Maia Sandu announced she was planning to visit Kiev in January. The announcement came after a meeting in Chișinău with Dmytro Kuleba, the first Ukrainian foreign minister to visit Moldova since 2014.

Also, the president-elect discussed online with members of the European Parliament’s Foreign Affairs Committee, whom she assured of her commitment to bringing Moldova closer to the EU. Sandu added she would be needing EU’s help to overcome the current crisis and advance reforms.

During the call, Luc Devigne, a high official at the EU’s foreign office, said he was shocked by the recent developments in the Moldovan parliament and the non-transparent adoption of a number of controversial measures. EU ambassador to Moldova Peter Michalko expressed similar criticism, saying that some Moldovan politicians were trying hard to reach a low ebb in the relationship with the EU.

Meanwhile, Maia Sandu continued her diplomatic tour before taking office.

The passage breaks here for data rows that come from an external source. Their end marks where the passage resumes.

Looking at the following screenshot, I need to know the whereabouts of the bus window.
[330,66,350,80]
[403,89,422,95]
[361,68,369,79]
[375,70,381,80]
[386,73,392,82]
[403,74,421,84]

Also last week, she met with UK ambassador Steven Mark Fisher and austrian Ambassador Stella Avallone, and had a phone conversation with German president Frank-Walter Steinmeier.

More news, in one sentence

◾Maia Sandu announced four new advisers: Sergiu Tofilat - energy, Angela Brașoveanu - culture, Liliana Nicolaescu-Onofrei - education, Elena Druță - diaspora.

◾ Another hearing was postponed in the Ilan Șor case, this time because the prosecution intended to introduce new evidence; meanwhile, the Judiciary Council postponed a hearing to discuss the resignation of Nina Veleva, the judge-rapporteur in the Șor appeal.

◾ A censure motion against Interior Minister Pavel Voicu, criticized for the abduction of Moldovan citizens by Transnistrian forces, did not pass because the parliamentary majority boycotted the sitting.

◾ Pavel Voicu was also criticized for letting an associate of the mafia boss Grigore Caramalac enter and exit the country during the presidential elections, but the minister says the mobster was already arrested in Ukraine and would be handed over to Moldova soon.

◾ Igor Popa, a former lawyer fo Vlad Filat, lost his license because of a score of scandalous disclosures that he made about his client.

◾ The amendments to the Audiovisual Services Code proposed by the Socialist Party were criticized by media NGOs, which say they discourage the production of local content, and by the EU Delegation, which says the amendments could leave Moldova with “no protection against disinformation and propaganda”.

◾ A number of footbalers, club managers and executives, including ex-Moldova manager Igor Dobrovolschi, were arrested for match-fixing.

◾ Threatening with resumed protests, passenger carriers submitted 13 requests to the government, including lower taxes and the termination of the contract with SRL Gările Auto Moderne, the monopolistic administrator of bus stations across the country.

◾ Outgoing president Igor Dodon received a medal and praise at the meeting of the Eurasian Economic Union Council from Alexander Lukashenko.

◾ The Chișinău Appeals Court reversed the Judiciary Council’s decision that allowed the prosecution of Ion Druță, ex-chair of the Supreme Court, on illicit enrichment charges.

◾ After PDA and PDM, PAS lawmaker Dumitru Alaiba also challenged at the Constitutional Court the repeal of the law granting the land of the defunct National Stadium to the United States for a new embassy.